Activating transcription factor 6α (ATF6α) is a sensor of endoplasmic reticulum (ER) stress and increases the expression of ER chaperones and molecules related to the ER-associated degradation of unfolded/misfolded proteins. In this study, we used ATF6α knockout (ATF6α−/−) mice to clarify the role of ATF6α in the arginine vasopressin (AVP) neuron system. Although urine volumes were not different between ATF6α−/− and wild-type (ATF6α+/+) mice with access to water ad libitum, they were increased in ATF6α−/− mice compared with those in ATF6α+/+ mice under intermittent water deprivation (WD) and accompanied by less urine AVP in ATF6α−/− mice.
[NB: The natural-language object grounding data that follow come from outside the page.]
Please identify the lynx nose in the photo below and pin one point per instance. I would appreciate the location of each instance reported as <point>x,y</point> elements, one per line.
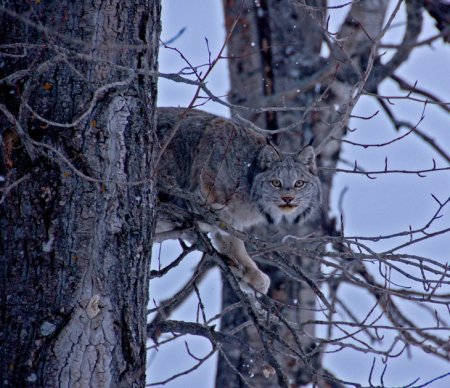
<point>287,198</point>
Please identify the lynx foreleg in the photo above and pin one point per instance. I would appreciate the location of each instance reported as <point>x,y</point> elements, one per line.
<point>246,269</point>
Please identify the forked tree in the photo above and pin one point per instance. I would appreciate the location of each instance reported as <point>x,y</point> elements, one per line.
<point>298,82</point>
<point>77,114</point>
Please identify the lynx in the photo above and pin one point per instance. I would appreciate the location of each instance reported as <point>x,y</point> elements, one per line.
<point>235,173</point>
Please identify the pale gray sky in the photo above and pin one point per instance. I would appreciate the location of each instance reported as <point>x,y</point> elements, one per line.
<point>371,207</point>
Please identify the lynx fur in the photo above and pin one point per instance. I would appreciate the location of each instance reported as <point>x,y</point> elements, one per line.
<point>236,174</point>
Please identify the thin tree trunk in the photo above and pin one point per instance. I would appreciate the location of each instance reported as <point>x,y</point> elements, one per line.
<point>274,60</point>
<point>75,226</point>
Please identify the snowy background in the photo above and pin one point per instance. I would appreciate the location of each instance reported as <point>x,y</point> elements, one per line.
<point>383,206</point>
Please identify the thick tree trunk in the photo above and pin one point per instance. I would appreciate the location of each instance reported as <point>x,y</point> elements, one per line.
<point>275,60</point>
<point>76,227</point>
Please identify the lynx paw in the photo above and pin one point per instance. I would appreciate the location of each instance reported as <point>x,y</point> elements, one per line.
<point>253,279</point>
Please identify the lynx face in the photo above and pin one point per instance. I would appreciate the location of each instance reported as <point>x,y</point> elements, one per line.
<point>287,185</point>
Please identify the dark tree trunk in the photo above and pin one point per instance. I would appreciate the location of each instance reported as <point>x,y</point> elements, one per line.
<point>77,210</point>
<point>274,60</point>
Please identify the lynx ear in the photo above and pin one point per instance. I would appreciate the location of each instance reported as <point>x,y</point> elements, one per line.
<point>308,158</point>
<point>268,155</point>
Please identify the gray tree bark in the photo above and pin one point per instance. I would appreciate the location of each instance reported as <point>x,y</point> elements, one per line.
<point>77,99</point>
<point>274,60</point>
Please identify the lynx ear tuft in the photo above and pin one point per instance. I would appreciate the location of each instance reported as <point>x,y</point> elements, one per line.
<point>308,158</point>
<point>268,155</point>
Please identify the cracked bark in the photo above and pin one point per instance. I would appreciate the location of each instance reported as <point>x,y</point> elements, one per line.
<point>74,253</point>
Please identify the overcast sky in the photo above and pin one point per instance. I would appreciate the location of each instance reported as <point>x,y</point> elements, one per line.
<point>371,207</point>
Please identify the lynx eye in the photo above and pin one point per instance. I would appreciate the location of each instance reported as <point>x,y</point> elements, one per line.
<point>298,184</point>
<point>275,183</point>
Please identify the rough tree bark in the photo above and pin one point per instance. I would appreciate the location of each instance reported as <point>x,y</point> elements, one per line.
<point>77,98</point>
<point>274,60</point>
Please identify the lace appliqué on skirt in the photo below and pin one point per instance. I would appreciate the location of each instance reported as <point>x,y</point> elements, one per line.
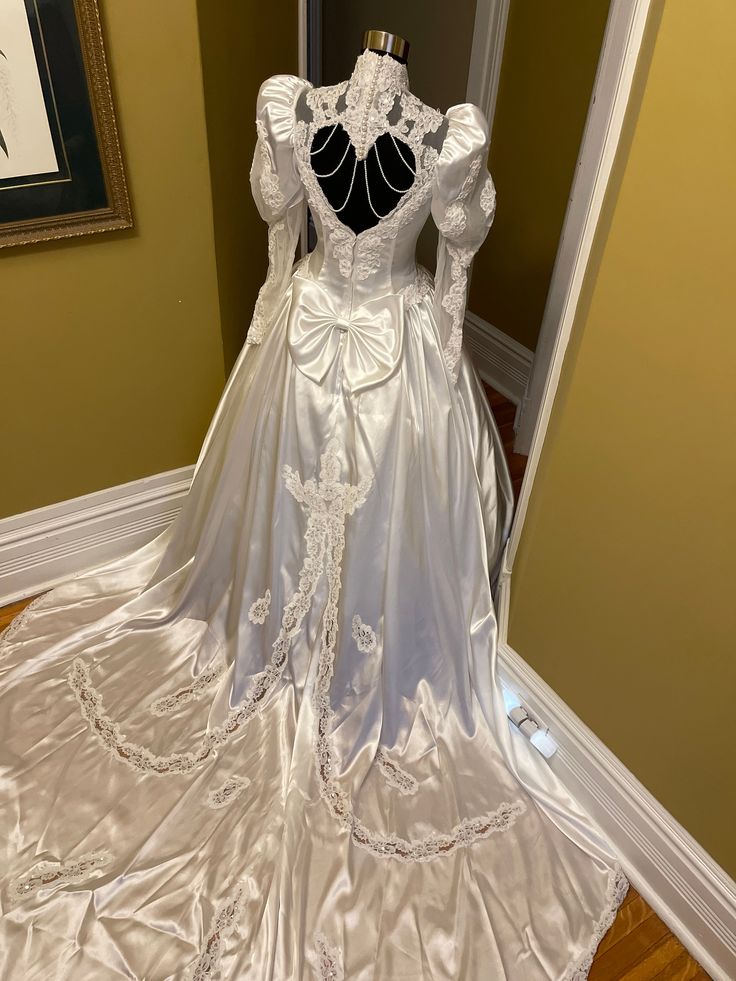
<point>327,960</point>
<point>208,965</point>
<point>47,874</point>
<point>261,608</point>
<point>394,775</point>
<point>189,693</point>
<point>230,790</point>
<point>329,503</point>
<point>363,635</point>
The mRNA expression of immunoglobulin heavy chain binding protein, an ER chaperone, was significantly increased in the supraoptic nucleus in ATF6α+/+ but not ATF6α−/− mice after WD. Electron microscopic analyses demonstrated that the ER lumen of AVP neurons was more dilated in ATF6α−/− mice than in ATF6α+/+ mice after WD. ATF6α−/− mice that were mated with mice possessing a mutation causing familial neurohypophysial diabetes insipidus (FNDI), which is characterized by progressive polyuria and AVP neuronal loss due to the accumulation of mutant AVP precursor in the ER, manifested increased urine volume under intermittent WD. The aggregate formation in the ER of AVP neurons was further impaired in FNDI/ATF6α−/− mice compared with that in FNDI mice, and AVP neuronal loss was accelerated in FNDI/ATF6α−/− mice under WD. These data suggest that ATF6α is required for the AVP neuron system to maintain water balance under dehydration.